CD REVIEW: Midiboy - Stating the Obvious
By Ben Ohmart - 05/21/2007 - 10:34 AM EDT
This duo from Albany, Oregon has taken on the daunting task of revamping the old prodigal son story and making it relevant to today’s turned out bodies. In the words of Midiboy, ‘You know how it goes: Dude has it all, gives it up to live the fast life, gets burned, comes back.’ It’s the story of Logan who lives the life everyone wants and no one wants to pay for.
Midiboy, as you might guess from the name, is an electronic album, a debut mostly from the mind of Gregg Hart who did all of the music and the highly technical grafting together; with words from Joe Flint. Very good words. Though there are lyrics all the way thru, however, you get a feeling that this is really all instrumental somehow - Depeche Mode meets Pink Floyd with a spot of Edgar Froese rubbed into the really tough stains.

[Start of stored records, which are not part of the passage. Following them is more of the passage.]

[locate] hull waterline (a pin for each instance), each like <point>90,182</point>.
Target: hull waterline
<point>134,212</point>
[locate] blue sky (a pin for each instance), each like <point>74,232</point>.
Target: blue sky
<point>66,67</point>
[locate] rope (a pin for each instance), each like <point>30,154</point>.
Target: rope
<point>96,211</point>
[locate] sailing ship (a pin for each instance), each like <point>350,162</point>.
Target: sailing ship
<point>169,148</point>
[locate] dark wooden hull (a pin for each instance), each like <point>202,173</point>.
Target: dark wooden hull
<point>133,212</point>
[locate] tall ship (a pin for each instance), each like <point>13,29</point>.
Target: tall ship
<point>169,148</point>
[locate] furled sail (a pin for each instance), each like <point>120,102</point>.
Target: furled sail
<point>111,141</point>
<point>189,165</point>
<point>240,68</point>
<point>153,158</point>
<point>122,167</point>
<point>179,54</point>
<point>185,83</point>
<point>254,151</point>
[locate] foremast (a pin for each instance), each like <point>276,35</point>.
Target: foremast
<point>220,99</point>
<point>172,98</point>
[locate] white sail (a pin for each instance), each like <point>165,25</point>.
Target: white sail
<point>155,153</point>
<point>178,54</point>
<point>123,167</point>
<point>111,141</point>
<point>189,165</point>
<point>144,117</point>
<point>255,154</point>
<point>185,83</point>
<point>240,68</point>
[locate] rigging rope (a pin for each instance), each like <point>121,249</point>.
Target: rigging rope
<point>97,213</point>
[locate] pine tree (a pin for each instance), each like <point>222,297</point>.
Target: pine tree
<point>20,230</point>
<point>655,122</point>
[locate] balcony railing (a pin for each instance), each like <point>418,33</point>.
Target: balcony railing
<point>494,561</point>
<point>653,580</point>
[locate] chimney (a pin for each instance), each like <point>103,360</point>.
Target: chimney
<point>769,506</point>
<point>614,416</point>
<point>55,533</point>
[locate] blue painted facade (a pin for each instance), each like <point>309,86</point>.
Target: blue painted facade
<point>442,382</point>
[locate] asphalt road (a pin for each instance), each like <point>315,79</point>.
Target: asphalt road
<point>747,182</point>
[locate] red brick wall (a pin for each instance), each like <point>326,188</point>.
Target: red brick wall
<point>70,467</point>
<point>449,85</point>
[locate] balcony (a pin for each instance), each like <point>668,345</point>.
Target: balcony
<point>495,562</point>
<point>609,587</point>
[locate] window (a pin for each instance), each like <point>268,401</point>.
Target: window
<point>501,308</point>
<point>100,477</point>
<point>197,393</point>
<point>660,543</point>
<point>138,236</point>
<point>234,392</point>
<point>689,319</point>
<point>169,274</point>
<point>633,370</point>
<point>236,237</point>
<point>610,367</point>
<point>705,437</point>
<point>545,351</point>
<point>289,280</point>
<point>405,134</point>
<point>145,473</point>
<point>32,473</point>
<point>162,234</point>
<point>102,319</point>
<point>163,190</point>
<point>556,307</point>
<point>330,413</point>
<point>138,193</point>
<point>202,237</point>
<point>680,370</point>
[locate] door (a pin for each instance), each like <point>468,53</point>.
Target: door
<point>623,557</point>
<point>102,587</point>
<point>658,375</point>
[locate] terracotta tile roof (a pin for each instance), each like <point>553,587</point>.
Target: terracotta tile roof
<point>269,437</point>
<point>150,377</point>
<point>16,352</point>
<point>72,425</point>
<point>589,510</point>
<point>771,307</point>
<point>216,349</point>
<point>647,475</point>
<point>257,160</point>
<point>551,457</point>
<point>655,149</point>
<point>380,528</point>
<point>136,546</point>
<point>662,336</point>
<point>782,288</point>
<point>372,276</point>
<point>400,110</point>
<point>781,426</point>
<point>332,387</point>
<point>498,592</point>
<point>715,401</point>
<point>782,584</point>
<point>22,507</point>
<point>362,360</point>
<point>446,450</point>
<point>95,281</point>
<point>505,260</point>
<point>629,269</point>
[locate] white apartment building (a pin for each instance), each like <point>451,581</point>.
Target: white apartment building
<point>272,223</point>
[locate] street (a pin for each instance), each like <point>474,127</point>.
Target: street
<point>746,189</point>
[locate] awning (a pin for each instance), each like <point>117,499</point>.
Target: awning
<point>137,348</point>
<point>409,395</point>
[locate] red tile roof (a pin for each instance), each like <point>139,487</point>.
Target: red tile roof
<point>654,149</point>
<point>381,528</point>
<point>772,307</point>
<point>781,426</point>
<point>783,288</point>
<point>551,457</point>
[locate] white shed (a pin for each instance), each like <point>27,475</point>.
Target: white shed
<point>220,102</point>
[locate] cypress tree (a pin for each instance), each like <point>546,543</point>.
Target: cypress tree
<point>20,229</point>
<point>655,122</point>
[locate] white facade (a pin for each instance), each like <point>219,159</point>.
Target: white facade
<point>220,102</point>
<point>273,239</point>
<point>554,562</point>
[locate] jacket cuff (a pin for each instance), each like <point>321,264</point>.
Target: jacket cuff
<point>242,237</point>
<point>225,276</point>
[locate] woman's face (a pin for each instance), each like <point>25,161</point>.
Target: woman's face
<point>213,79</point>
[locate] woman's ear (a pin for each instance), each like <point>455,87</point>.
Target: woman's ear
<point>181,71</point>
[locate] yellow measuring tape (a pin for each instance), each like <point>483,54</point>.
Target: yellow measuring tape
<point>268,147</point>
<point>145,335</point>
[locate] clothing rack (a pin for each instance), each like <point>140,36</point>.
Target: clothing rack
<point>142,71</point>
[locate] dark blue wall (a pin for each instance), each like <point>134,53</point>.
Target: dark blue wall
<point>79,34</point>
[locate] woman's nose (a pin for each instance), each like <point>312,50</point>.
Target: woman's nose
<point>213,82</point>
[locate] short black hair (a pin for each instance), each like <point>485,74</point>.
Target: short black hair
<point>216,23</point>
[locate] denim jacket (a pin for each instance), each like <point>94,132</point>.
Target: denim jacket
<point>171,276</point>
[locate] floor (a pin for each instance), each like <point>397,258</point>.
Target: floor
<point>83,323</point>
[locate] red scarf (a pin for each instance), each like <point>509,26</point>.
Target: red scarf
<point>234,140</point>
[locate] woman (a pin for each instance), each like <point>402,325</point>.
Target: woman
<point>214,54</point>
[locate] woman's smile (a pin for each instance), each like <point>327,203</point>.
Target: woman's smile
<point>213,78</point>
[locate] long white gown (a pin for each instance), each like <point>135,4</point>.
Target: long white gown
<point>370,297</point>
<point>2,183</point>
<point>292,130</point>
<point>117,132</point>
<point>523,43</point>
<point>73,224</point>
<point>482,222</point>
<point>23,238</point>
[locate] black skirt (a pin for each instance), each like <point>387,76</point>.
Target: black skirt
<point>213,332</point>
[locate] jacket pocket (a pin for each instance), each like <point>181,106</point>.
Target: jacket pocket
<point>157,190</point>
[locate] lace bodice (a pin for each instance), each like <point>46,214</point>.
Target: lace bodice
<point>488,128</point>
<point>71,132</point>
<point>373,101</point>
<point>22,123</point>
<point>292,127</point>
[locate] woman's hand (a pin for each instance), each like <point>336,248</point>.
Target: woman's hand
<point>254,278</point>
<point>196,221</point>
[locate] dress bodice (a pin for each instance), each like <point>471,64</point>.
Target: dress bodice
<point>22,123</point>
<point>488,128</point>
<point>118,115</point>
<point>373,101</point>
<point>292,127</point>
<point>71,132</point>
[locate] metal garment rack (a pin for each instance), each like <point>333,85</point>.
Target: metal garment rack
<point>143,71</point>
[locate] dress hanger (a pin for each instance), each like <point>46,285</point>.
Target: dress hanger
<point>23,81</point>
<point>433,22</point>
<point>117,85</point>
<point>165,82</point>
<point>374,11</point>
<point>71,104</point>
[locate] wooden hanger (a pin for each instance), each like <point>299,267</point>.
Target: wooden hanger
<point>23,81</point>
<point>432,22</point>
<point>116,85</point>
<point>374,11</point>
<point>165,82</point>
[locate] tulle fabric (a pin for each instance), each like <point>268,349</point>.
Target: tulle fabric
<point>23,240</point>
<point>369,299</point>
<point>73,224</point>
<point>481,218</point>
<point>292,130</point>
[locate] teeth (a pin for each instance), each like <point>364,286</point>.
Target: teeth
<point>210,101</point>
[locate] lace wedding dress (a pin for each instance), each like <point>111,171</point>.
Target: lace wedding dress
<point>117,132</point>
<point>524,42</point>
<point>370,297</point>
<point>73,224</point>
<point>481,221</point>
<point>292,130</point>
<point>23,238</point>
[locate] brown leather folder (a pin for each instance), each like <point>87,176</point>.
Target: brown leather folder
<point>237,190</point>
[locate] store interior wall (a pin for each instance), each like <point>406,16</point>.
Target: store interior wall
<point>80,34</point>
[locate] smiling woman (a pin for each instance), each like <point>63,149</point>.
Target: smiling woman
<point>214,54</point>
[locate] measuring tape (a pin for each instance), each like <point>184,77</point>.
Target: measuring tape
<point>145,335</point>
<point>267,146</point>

It is an ambitious journey, the first update on the story I’ve heard save for Bethel’s rock opera, Long Journey Home, but the two are utterly different. This is rock that has built itself on the edge of a synthetic world, something very sturdy sounding, yet all glitz and fabricated. Not the music, mind you, but the way the music delves into the story and reinforces the structure subconsciously. The hardness of the beat vs. the manmade sounds and heart and soul that each of us must journey thru. What we take away from it, the extent to which we are corrupted, that is up to our own personal strength.
The cd booklet is written in chapters, each song represented by a journal entry and the lyrics, except for the 3 short instrumentals, 2 of which sandwich the piece. ‘Regeneration’ is the hero returned end tune, clicking with techno rubble, stripping off the glitz and finding the true party soul within. Finding God is irrelevant. Finding the path to peace, that is the goal reached. ‘I have come to the realization that I need something more.’
For a debut work and the few amount of hands working on it, this is masterful stuff. Gregg should certainly be proud of himself for launching such a work in the fold first time out. Perhaps there are too many words for the electronica crowd, but this is a story first, a genre second. It works, both dramatically, and as a school for thought. Oh yeah, and you can dance your girl to it big time.